Indeed, the value of the land may be affected by many factors. It may be enhanced on account of
its taking for public use, just as it may depreciate. As observed in Republic v. Lara:
[W]here property is taken ahead of the filing of the condemnation proceedings, the value thereof
may be enhanced by the public purpose for which it is taken; the entry by the plaintiff upon the
property may have depreciated its value thereby; or there may have been a natural increase in the
value of the property from the time it is taken to the time the complaint is filed, due to general
economic conditions. The owner of private property should be compensated only for what he
actually loses; it is not intended that his compensation shall extend beyond his loss or injury.
And what he loses is only the actual value of his property at the time it is taken. This is the only
way that compensation to be paid can be truly just, i.e., “just” not only to the individual whose
property is taken, “but to the public, which is to pay for it” . . . .

In this case, the proper valuation for the property in question is P16,047.61 per hectare, the price
level for 1982, based on the appraisal report submitted by the commission (composed of the
provincial treasurer, assessor, and auditor of South Cotabato) constituted by the trial court to
make an assessment of the expropriated land and fix the price thereof on a per hectare basis.

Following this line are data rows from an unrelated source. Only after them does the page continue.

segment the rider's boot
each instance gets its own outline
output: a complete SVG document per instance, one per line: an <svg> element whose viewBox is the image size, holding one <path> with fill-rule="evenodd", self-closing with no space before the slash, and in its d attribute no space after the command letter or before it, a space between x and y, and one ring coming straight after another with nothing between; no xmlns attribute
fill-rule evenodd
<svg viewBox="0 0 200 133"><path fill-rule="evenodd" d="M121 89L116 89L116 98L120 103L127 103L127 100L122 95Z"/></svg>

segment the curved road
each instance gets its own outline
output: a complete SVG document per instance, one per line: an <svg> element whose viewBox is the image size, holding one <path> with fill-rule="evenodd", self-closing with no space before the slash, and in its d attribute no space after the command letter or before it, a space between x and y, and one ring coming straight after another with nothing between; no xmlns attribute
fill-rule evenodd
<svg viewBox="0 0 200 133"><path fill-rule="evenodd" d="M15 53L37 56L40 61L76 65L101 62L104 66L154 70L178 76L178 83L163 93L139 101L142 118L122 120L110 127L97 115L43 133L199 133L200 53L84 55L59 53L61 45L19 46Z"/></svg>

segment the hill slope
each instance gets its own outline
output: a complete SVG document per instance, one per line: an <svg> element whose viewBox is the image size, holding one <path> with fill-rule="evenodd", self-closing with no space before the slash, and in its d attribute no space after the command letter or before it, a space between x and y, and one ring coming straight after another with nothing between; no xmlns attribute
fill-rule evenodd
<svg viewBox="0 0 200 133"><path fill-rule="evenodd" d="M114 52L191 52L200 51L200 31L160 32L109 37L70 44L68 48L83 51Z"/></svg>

Fourth. Petitioner finally contends that it is exempt from paying any amount to respondent
because the latter executed an Affidavit of Waiver of Rights and Fees of any compensation due
in favor of the Municipal Treasurer of Barangay Sto. Niño, South Cotabato. However, as the
Court of Appeals correctly held:

[I]f NIA intended to bind the appellee to said affidavit, it would not even have bothered to give
her any amount for damages caused on the improvements/crops within the appellee’s property.
This, apparently was not the case, as can be gleaned from the disbursement voucher in the
amount of P4,180.00 (page 10 of the Folder of Exhibits in Civil Case 396) issued on September
17, 1983 in favor of the appellee, and the letter from the Office of the Solicitor General
recommending the giving of “financial assistance in the amount of P35,000.00” to the appellee.

Thus, We are inclined to give more credence to the appellee’s explanation that the waiver of
rights and fees “pertains only to improvements and crops and not to the value of the land utilized
by NIA for its main canal.”

WHEREFORE, premises considered, the assailed decision of the Court of Appeals is hereby
AFFIRMED with MODIFICATION to the extent that the just compensation for the contested
property be paid to respondent in the amount of P16,047.61 per hectare, with interest at the legal
rate of six percent (6%) per annum from the time of taking until full payment is made. Costs
against petitioner.

SO ORDERED.

Bellosillo, (Chairman), Quisumbing, Buena, and De Leon, Jr., JJ., concur.